Découverte merveilleuse de cet écrivain-sociologue togolais....pleine d'amour pour son père , relatant toutes les paraboles, fables, conseils qu'il prodigua à son fils, dans la forge de son enfance. L'unique forgeron du village, infirme, boiteux... mais rempli de sagesse et d'humour...et si fier de son garçon, devenu très instruit et écrivain !!

"Va, Abou, va , mon fils, jusqu'au bout du monde. Mais où que tu ailles, où que tu t'installes, n'oublie pas ce village où tu es né, n'oublie pas cette forge, notre forge, qui fut le lieu de tes apprentissages (...), n'oublie pas les premières paroles qui ont fait nid dans ta tête et dans ton coeur. Va, mon fils, va, mais en esprit, reste arrimé à ton passé. Tu danseras d'autant plus fièrement même dans la tempête que tu seras à la fois aérien et enraciné. (p.8)"

A la fois attirée par la simplicité lumineuse du titre et le quatrième de couverture très explicite quant aux thématiques. Hommage absolu de l'auteur à son père. Premier fils de sa famille à savoir lire, et écrire, à poursuivre des études... les terminant à Paris par un doctorat de sociologie...

Une petite pépite que cet ouvrage où nous abordons frontalement le choc des émotions, comme le choc des cultures...

" Je suis un ignorant. Mais, chaque fois que je me rappelle que tu es mon fils, je me sens riche de ton immense savoir acquis à l'école et sur les sentiers du monde.
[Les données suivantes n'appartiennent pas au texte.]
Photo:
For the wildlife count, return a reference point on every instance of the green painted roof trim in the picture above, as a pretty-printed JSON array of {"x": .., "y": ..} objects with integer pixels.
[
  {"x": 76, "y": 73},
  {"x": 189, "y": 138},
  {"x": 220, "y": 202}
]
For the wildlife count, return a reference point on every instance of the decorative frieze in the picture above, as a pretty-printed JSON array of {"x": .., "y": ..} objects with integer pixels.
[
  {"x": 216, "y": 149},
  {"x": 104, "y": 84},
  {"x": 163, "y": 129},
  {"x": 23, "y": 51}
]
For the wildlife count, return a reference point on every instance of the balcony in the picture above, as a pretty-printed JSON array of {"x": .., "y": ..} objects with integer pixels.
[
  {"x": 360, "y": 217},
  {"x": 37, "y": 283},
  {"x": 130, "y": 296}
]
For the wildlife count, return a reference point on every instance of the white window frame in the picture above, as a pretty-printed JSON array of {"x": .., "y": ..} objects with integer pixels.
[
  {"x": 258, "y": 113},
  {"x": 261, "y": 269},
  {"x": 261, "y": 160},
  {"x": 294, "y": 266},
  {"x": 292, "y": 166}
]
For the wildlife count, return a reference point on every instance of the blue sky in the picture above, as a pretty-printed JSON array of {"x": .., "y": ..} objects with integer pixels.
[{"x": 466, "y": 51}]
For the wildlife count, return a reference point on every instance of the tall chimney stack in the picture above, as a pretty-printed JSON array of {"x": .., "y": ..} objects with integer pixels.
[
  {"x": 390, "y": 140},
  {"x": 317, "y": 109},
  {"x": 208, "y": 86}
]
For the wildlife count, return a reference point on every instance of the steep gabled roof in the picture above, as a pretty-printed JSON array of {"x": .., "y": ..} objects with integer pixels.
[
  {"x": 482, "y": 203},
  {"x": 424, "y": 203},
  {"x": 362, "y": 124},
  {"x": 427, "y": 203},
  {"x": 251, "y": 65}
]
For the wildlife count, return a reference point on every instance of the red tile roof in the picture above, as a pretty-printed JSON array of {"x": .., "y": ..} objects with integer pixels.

Cependant , Aboubakar Sadamba Tchakoura, tu ne deviendras réellement, à ton tour, mon père que si, de cet immense savoir,
tu parvenais à m'offrir la clé d'une énigme : où vont les larmes des poissons ?" : ainsi parla mon père pour se moquer de tous les livres que j'avais exposés sur ma table, dans ma chambre, au village, au cours de ce mois de vacances. " (p. 53)

Un texte qui peut paraître répétitif...avec trois parties distinctes: la première ressuscitant la PAROLE du Père, chaque anecdote, souvenir, fable, racontés, se terminant par "Ainsi parla mon père..."; la seconde partie donne la parole à l'auteur, cette fois, s'adressant à son propre fils, la précieuse transmission paternelle continuant à cheminer...et s'intercalent souvenirs, réflexions , questionnements personnels, enthousiasmes littéraires , passion absolue pour les livres de Sami Tchak .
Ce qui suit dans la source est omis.